Je dois devenir fou, il
me semble avoir entendu une voix provenir du buisson. Le brasier est énorme, et
j’ai dû m’en éloigner pour ne pas être brûlé. Mais cette voix s’adressait à
moi, bien que je n’ai pas saisi le sens des mots qui
m’étaient destinés.
Plus que quelques
minutes. La voix s’est à nouveau fait entendre à moi. Le buisson m’a dit que
l’Alliance avec les Hommes avait été rompue, et le sens du reste de sa
déclaration ne peut être retranscrite ici, car il s’agissait plus de sensations
que de mot, comme une souffrance infinie mêlée d’une bonté et d’une compassion
sans borne. J’ai aussi ressenti comme un immense regret, mais je ne peux
analyser cette communion, car le temps me manque.
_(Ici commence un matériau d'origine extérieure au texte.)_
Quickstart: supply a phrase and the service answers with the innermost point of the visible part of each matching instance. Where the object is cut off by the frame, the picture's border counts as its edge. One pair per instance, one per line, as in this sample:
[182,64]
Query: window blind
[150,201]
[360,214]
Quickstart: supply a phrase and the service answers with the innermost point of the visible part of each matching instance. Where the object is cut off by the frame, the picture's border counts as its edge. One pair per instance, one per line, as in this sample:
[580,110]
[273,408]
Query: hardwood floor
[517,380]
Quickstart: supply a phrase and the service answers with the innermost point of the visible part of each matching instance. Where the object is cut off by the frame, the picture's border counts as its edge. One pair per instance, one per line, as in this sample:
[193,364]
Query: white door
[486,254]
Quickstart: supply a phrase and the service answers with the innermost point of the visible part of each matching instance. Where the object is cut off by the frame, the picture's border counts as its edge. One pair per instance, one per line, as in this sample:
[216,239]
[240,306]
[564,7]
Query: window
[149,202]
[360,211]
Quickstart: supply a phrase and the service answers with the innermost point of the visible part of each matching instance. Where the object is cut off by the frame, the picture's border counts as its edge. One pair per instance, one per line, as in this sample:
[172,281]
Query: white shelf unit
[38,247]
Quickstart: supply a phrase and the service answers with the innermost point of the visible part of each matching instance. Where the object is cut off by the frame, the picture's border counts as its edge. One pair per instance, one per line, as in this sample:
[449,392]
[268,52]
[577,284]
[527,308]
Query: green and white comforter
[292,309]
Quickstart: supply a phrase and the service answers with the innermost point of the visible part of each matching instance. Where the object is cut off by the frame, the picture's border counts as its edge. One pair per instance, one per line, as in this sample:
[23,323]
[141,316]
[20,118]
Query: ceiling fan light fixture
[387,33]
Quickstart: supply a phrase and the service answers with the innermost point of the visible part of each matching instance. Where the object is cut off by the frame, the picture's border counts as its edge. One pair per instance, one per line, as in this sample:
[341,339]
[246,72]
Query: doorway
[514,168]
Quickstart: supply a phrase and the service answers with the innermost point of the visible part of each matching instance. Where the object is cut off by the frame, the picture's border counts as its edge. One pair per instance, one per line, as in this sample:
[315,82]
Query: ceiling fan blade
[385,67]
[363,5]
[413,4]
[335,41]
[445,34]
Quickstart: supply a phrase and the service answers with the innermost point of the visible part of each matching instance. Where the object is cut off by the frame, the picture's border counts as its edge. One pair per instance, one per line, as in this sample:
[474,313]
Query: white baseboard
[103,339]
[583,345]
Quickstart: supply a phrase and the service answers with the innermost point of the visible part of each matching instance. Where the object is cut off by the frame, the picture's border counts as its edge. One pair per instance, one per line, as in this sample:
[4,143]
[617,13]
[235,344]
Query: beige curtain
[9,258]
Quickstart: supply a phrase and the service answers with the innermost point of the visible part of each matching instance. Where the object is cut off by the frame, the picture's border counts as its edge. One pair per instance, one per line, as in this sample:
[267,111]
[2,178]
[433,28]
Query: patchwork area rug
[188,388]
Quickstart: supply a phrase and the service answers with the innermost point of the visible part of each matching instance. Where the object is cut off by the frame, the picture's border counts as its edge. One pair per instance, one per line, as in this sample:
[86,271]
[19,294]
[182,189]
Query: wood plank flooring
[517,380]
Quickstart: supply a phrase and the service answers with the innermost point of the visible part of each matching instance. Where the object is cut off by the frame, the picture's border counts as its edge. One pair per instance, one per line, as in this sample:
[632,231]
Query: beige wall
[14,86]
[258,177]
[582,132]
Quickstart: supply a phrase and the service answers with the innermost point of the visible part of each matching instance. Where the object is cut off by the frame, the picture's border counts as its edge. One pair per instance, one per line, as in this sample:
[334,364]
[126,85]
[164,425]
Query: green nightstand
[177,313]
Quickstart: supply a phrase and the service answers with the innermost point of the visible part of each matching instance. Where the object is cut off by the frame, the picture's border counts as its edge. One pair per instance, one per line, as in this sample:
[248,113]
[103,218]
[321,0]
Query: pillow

Il va bientôt falloir que je
choisisse entre le feu et le néant.
Je ne brûlerai pas.
Adieu.
III
Il est de mon devoir de
commenter les découvertes étranges de ces derniers jours. Tout d’abord, des
rapports confidentiels ont été trouvés sur des mémoblocs
de l’armée. Ils font allusion à un certain projet ß, qui est inconnu de moi et
des autres membres du Conseil. Nous avons également retrouvé des
enregistrements provenant d’une mission qui n’a jamais eu lieu dans la mémoire
des robots explorateurs récemment mis au point par les équipes d’analyse et de
soutien technologique. Enfin, un journal découvert près des restes d’un
incendie par un drone dans la région des Terres Dévastées a achevé de jeter un
doute dans nos esprits. Il mentionne une équipe disparue, cite le fameux projet
ß et se conclut sur la fin du monde. La datation de l’encre utilisée prouve
qu’il a été rédigé il y moins de deux jours, or personne n’a été repéré dans
cette zone depuis des semaines. L’auteur parle également de “translation”, une
technologie qui permettrait de voyager dans d’autres mondes et que nous autres,
membres du Conseil, aurions tenté d’utiliser.
Les mémoires des robots
contiennent en fait des enregistrements provenant manifestement d’une région
inconnue. Selon les mesures, l’activité psychique y est intense et la matière
inconnue. Cinq hommes faisant partie de l’équipe exploratrice accompagnent les
robots. Très vite, les capteurs paramatériels
surchauffent, et plusieurs membres semblent souffrir de troubles du
comportement. L’un d’eux utilise un disrupteur
psychique contre une entité apparue soudainement, avant que tous les autres ne
perdent conscience. L’apparition perd alors en puissance émettrice, jusqu’à ce
que le dispositif de retour d’urgence ne soit déclenché automatiquement par la
brusque chute des activités vitales des hommes.
Le rapport précise que
les explorateurs sont morts quelques jours plus tard après avoir sombré dans la
folie. Ils ne cessaient de parler de “Lui” et de son “Alliance”. Une voix
mystérieuse aurait été entendue dans leur chambre quelques heures avant leur
décès. Elle ne provenait d’aucun d’entre eux, mais semblait faible, comme celle
d’un blessé.
Les noms des
explorateurs figurent effectivement dans les listes de l’armée, mais ils
semblent pourtant n’avoir jamais existé, tout comme le Dr Lor
cité dans le journal.
Enfin, il est évident
que la fin du monde n’a jamais eu lieu, bien que l’authenticité des différents
documents ne saurait être remise en question. Une enquête va être menée.